I wrote earlier today that Donald Trump is not as unpopular as we are led to believe. My point wasn’t that he is popular, but that he is just popular enough that he could win reelection if he added about five more percentage points to his approval rating amongst likely voters (which sits at an alarming 45%, per Rasmussen).
Most polling number-crunchers say that a wave election happens at around +8, so the +17 advantage the Democrats enjoy on a generic ballot in the new Quinnipiac poll is a legit tsunami. Only 35% of Americans want the Republicans to control the House, compared to 52% who prefer the Democrats (36% and 53% for the Senate). Thanks to gerrymandering and a wide array of local issues, this is not a hard and fast rule that applies to every race in the House and Senate (one forecast projects 54% of the vote to translate to winning 47% of available seats), but it is a great indicator of the direction that public opinion is shifting. Donald Trump is a historically unpopular president, and it sure seems as if the Republican Party is less popular than Trump. Not to mention, the diversity of candidates on their way is far more vast than any wave in this country’s history.
Some other encouraging highlights from this Quinnipiac poll:
— 58% want marijuana legalized, with the only age group opposed being 65 and over.
— 91% want marijuana legalized for medicinal purposes if prescribed by a doctor.
— 70% oppose federal measures like the one Jeff Sessions recently took to overrule state laws on marijuana.
— 79% believe that immigrants brought here as kids (DACA) should be able to apply for citizenship.
— 34% want to build a wall on our southern border.
— 52% disapprove of the Republican tax plan.

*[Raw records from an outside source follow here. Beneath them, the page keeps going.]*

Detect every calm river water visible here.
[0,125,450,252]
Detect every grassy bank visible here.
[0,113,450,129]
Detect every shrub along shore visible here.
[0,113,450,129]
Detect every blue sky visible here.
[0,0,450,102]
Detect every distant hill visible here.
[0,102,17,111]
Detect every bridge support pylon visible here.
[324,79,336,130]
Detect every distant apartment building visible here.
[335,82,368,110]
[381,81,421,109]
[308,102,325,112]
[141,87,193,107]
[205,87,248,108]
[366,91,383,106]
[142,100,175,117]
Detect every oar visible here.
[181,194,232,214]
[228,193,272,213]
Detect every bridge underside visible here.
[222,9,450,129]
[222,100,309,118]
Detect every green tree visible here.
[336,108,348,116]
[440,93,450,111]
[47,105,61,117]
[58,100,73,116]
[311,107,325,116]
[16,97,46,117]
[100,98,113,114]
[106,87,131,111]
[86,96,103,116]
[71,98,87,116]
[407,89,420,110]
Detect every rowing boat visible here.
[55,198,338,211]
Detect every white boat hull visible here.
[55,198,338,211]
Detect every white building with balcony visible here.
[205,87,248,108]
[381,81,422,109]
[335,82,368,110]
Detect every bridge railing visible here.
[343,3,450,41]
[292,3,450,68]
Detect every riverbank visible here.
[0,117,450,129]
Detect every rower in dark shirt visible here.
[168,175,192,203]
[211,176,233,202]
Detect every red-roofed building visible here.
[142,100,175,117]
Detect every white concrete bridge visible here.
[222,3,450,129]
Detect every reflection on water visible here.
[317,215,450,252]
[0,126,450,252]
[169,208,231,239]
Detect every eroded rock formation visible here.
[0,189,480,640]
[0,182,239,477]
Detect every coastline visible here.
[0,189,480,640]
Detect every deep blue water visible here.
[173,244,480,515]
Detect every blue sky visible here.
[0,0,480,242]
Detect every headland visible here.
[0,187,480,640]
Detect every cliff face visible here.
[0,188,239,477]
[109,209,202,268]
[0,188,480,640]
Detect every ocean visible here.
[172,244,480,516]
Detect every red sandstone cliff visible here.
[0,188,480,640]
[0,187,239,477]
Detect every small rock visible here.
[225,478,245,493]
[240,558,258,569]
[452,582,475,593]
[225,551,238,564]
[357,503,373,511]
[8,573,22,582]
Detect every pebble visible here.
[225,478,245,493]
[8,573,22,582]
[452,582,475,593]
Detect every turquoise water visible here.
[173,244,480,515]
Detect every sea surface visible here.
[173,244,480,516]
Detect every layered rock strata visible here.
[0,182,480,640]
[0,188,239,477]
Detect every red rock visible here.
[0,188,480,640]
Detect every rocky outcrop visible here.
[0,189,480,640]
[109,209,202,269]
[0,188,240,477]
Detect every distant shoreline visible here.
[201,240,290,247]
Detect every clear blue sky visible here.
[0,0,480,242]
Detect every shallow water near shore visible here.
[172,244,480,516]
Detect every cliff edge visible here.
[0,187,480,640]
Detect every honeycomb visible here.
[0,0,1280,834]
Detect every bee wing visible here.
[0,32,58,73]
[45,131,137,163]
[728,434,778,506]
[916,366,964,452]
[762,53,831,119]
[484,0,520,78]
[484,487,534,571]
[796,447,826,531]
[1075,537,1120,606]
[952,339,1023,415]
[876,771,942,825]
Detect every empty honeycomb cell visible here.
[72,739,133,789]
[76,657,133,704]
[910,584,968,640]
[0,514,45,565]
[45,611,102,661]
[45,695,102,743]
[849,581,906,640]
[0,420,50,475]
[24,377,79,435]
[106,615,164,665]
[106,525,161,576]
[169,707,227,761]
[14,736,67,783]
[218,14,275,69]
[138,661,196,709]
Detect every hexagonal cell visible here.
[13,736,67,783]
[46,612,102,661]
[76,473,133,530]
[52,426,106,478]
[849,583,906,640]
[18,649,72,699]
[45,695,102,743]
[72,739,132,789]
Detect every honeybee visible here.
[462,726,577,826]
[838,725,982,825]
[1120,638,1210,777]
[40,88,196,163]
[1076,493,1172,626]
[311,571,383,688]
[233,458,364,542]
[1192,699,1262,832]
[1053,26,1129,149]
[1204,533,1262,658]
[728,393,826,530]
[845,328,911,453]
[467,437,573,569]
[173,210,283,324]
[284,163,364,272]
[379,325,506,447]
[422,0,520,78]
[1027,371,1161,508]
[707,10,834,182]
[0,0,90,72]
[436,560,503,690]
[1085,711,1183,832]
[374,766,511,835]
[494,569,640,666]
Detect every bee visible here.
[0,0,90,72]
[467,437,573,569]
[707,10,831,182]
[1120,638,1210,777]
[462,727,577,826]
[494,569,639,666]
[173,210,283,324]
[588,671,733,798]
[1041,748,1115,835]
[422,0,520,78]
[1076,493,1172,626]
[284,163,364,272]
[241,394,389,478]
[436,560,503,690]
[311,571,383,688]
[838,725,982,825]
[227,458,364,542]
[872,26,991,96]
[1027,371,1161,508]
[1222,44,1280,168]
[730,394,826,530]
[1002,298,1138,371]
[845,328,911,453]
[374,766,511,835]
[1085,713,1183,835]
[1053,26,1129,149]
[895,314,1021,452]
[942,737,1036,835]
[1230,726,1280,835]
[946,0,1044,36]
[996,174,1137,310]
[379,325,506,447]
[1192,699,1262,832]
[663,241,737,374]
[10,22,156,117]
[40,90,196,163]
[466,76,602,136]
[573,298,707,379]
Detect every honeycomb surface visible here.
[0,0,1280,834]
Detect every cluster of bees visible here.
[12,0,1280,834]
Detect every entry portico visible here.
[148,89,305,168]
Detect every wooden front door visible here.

— 66% believe the wealthy will benefit the most from the GOP tax plan.
— 61% do not want the Justice Department to reopen an investigation into Hillary’s e-mail server.
— 59% believe that Robert Mueller is conducting a fair investigation in to Trump.
— 56% believe that Trump has attempted to derail or obstruct Mueller’s investigation.
Opinion polls are nice and all, but as I wrote in my piece about Trump’s surprising popularity, voting is the only area where your opinion really matters. These encouraging results don’t mean anything unless we follow through at the ballot box.